Plans to build eight major waste incinerators across Scotland are threatening to bust the Scottish government's limit on waste-burning, according to a new survey.

Waste companies are proposing to boost Scotland's incineration capacity 12-fold, to more than a million tonnes a year. Huge new plants are being planned in Lanarkshire, Aberdeenshire, Highland and East Lothian.

But they will make it difficult for ministers to meet their target to limit incineration. The environment minister, Richard Lochhead, said in January that the proportion of municipal waste to be burnt in waste-to-energy plants should be kept below 25% by 2025.

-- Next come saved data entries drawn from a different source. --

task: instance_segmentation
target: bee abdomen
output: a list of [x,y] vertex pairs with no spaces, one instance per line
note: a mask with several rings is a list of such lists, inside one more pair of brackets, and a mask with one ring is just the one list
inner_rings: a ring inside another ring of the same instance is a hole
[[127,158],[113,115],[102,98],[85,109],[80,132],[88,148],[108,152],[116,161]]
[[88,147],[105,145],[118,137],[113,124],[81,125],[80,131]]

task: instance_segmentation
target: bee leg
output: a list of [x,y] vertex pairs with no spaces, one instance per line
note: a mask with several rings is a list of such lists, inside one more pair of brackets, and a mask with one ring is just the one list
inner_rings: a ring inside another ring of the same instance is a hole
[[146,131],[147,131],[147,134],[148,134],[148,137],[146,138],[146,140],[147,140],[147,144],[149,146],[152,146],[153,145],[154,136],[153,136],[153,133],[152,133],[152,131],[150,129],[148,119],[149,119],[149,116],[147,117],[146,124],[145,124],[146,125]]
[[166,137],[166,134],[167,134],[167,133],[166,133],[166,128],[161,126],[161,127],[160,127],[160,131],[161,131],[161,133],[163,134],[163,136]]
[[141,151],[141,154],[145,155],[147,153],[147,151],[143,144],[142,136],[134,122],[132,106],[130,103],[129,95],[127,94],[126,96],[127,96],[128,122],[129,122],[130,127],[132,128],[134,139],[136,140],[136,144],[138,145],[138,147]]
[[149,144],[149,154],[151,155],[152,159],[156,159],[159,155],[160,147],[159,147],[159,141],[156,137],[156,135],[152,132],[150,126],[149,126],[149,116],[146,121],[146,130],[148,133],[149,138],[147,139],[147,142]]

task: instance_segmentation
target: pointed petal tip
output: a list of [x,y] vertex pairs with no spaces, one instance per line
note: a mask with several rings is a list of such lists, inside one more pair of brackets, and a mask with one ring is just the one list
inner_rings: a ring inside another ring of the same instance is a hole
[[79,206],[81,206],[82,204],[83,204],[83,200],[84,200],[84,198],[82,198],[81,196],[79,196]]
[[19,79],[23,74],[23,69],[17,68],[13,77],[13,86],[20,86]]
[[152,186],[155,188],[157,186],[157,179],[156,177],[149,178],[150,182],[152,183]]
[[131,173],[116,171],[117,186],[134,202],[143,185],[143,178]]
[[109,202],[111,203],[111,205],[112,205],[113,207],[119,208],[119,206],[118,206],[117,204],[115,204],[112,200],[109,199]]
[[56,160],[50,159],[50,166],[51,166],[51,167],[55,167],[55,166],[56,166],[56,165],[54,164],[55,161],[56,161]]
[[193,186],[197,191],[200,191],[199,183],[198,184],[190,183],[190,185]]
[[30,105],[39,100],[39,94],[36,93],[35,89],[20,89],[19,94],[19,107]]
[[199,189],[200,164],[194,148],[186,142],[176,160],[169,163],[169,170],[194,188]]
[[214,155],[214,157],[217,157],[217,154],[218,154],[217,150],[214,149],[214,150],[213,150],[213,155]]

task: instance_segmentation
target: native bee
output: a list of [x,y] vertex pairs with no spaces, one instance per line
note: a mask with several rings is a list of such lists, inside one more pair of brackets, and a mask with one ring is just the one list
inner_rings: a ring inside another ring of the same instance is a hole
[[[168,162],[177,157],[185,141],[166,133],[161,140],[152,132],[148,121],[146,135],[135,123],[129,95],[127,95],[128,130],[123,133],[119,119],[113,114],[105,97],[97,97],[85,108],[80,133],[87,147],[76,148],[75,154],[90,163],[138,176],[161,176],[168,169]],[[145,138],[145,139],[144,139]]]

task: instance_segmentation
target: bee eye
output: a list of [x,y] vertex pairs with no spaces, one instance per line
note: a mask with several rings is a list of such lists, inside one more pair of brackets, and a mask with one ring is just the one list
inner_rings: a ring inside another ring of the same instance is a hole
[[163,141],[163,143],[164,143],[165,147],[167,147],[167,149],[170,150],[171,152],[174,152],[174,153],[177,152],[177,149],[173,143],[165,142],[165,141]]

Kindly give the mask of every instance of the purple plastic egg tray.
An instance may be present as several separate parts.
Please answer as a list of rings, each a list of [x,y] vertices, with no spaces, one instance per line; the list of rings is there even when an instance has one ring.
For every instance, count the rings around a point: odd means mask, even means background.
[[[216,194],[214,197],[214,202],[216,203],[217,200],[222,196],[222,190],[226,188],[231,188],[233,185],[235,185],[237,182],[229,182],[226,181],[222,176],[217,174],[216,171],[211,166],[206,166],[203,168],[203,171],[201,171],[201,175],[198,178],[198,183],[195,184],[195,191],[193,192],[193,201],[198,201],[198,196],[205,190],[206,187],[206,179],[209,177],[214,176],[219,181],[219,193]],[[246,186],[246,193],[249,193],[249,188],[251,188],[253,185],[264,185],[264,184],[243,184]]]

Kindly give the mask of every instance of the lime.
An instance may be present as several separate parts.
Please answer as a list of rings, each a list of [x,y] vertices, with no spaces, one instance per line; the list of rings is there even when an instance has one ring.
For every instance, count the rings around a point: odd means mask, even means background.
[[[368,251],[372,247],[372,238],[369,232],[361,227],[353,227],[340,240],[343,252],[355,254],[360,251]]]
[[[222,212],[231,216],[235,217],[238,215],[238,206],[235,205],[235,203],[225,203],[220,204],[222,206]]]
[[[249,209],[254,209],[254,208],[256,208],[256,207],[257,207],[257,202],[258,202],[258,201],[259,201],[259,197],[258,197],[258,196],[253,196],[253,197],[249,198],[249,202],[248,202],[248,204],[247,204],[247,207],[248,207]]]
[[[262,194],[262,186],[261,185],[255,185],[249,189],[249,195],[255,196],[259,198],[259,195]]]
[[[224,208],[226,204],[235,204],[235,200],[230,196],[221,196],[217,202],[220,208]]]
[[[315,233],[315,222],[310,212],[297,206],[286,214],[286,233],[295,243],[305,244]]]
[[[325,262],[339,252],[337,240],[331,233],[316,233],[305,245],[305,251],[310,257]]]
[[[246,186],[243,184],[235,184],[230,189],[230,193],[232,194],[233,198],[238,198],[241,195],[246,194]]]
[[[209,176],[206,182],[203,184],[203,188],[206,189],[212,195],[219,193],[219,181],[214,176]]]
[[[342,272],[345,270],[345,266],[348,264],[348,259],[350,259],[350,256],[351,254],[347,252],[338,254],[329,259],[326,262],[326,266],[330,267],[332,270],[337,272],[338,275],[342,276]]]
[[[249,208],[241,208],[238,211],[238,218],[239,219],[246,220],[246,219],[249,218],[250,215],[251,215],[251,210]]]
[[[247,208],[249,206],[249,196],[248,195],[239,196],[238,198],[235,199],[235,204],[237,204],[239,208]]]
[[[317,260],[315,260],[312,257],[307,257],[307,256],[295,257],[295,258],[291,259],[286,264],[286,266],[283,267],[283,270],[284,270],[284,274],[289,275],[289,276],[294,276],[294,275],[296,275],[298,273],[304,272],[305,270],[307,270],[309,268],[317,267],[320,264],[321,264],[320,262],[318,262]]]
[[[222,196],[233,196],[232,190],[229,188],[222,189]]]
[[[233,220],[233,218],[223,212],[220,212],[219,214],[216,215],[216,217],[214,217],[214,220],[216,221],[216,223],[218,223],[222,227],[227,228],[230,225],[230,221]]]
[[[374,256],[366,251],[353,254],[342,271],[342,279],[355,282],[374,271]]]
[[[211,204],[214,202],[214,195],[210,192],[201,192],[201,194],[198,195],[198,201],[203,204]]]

He says there was a role for some incineration but rejected the need for "large, inefficient, white-elephant incinerators". Too much capacity could create a demand for waste, and undermine attempts to reduce and recycle it.

The latest plan is for a new incinerator at Drumshangie near Greengairs in Lanarkshire to burn 300,000 tonnes of waste a year. Planning applications have also been made for incinerators at Peterhead in Aberdeenshire, Invergordon in Highland and Dunbar in East Lothian. Smaller incinerators have been given planning permission at Irvine in Ayrshire, Glenfarg in Perthshire, Elgin in Morayshire, and Dumfries.

The capacity of the eight proposed plants could amount to 1.03 million tonnes of waste a year (see table). When combined with the 80,000 tonnes burnt at the existing incinerators in Dundee and Shetland, this could exceed 25% of Scotland's municipal waste.

The survey of planned incinerators was carried out by Friends of the Earth Scotland. "This rash of proposals represents a massive and unprecedented increase in incineration across Scotland," said Stuart Hay, the environmental group's head of campaigns. "At this rate, the government's 25% energy-from-waste cap could be smashed by the march of incinerators at a local level."

But the Convention of Scottish Local Authorities (Cosla) said some of the incinerators hadn't yet been given planning permission. A Cosla spokesman said: "Where the waste is burnt, the emissions from power plants compare very well against, say, cars, so it is ridiculous to scaremonger in this way."

The Chartered Institution of Wastes Management said the incinerators could also help turn some of Scotland's 18 million tonnes of commercial and industrial waste a year into energy.

The government's green advisers, the Sustainable Development Commission, accepted that energy from waste had a role to play, but only if "strict criteria" were applied. "We have welcomed the commitment to set a regional cap on energy from waste as well as targets on plant efficiency," said the commission's director, Maf Smith.

"The Scottish government aspires to zero waste and earlier this year I set out a number of ambitious policies aimed at making it a reality," Lochhead said.